About TensorFlow a very good article, reprinted from the "TensorFlow deep learning, an article is enough" click to open the link
Google is not only the leader in big data and cloud computing, but also has a good practice and accumulation in machine learning and deep learning, and at the end of 2015, open Source was used internally by the deep learning framework TensorFlow. Compared with Caffe, Theano, Torch, mxnet and other frameworks, TensorFlow has the largest number of fork and star numbers on GitHub, and is rich in applications such as graphics classification, audio processing, referral systems, and natural language processing. The recently popular Keras framework uses TensorFlow, the famous Stanford cs231n course uses TensorFlow as a programming language for teaching and homework, and many tensorflow books are already in preparation or on sale at home and abroad. Alphago Development Team DeepMind also plans to migrate neural network applications to TensorFlow, which confirms the popularity of TensorFlow in the industry. TensorFlow not only opened the source code on GitHub, but also in "Tensorflow:large-scale machine learning on heterogeneous distributed Systems" The paper also introduces the design and implementation of the system framework, in which the training cluster which has tested 200-node scale is not comparable to other distributed deep learning frameworks. Google also introduced the Google Play App Store in Wide & deep learning for Recommender Systems and the YouTube Video recommendation System paper And YouTube video of the proposed algorithmic model, also provides a tensorflow-based code example, using TensorFlow anyone can get close to state of the art in the Imagenet or Kaggle contest.
TensorFlow from getting started to apps
It is no exaggeration to say that the popularity of TensorFlow makes the threshold for deep learning more and more low, as long as you have the basics of Python and machine learning, getting started and using neural network models becomes very simple. TensorFlow supports Python and C + + two programming languages, and a complex multilayer neural network model can be implemented in Python, without worrying if the business uses other programming Using a cross-language GRPC or HTTP service can also access intelligent models that are trained using TensorFlow.
So how do you write TensorFlow applications using Python? How hard is it to get from getting started to applying.
Here we write a Hello World application, output a string and perform a simple operation.
From this simple code you can see that the use of TensorFlow is very convenient and is imported in the form of a Python standard library without the need to start additional services. The first contact with TensorFlow may be confusing, this logic python can also be implemented, why use Tf.constant () and TF. Session (). In fact, TensorFlow defines the running model and training through graph and session, which has great benefits in complex models and distributed training, which will be introduced in the following sections of the article.
The previous Hello World application did not train the model, and then a logistic regression problem and model were introduced. We use NumPy to construct a set of linear relational data, and with the random gradient algorithm implemented by TensorFlow, the slope and intercept in the function can be automatically solved after training long enough.

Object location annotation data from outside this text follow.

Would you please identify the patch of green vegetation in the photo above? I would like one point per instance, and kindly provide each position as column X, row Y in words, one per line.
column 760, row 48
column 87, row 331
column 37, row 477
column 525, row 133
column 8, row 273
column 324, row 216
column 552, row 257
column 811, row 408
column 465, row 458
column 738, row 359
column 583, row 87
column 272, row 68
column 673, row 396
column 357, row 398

The above code can be found in the Tensorflow_examples project, trained to see the output slope W is about 2, intercept B is about 10, and the correlation between the data we built is very consistent. Note that the TensorFlow code does not implement the least squares algorithm, and there is no if-else to control the code logic, is completely data-driven and based on the gradient descent algorithm dynamically adjust loss values learned. This allows us to switch to other data sets, even to other areas such as image classification, without the need to modify the code can be automatically learned by the machine, which is the neural network and TensorFlow powerful place.
The previous model has only W and b two variables, and if the data is in a nonlinear relationship it is difficult to get good results, so we recommend using deep neural networks, which is also a deep learning model that TensorFlow design focuses on. We know that Google won the Imagenet global competition with the inception model in 2014, and the code is based on TensorFlow, the more complex model definition code.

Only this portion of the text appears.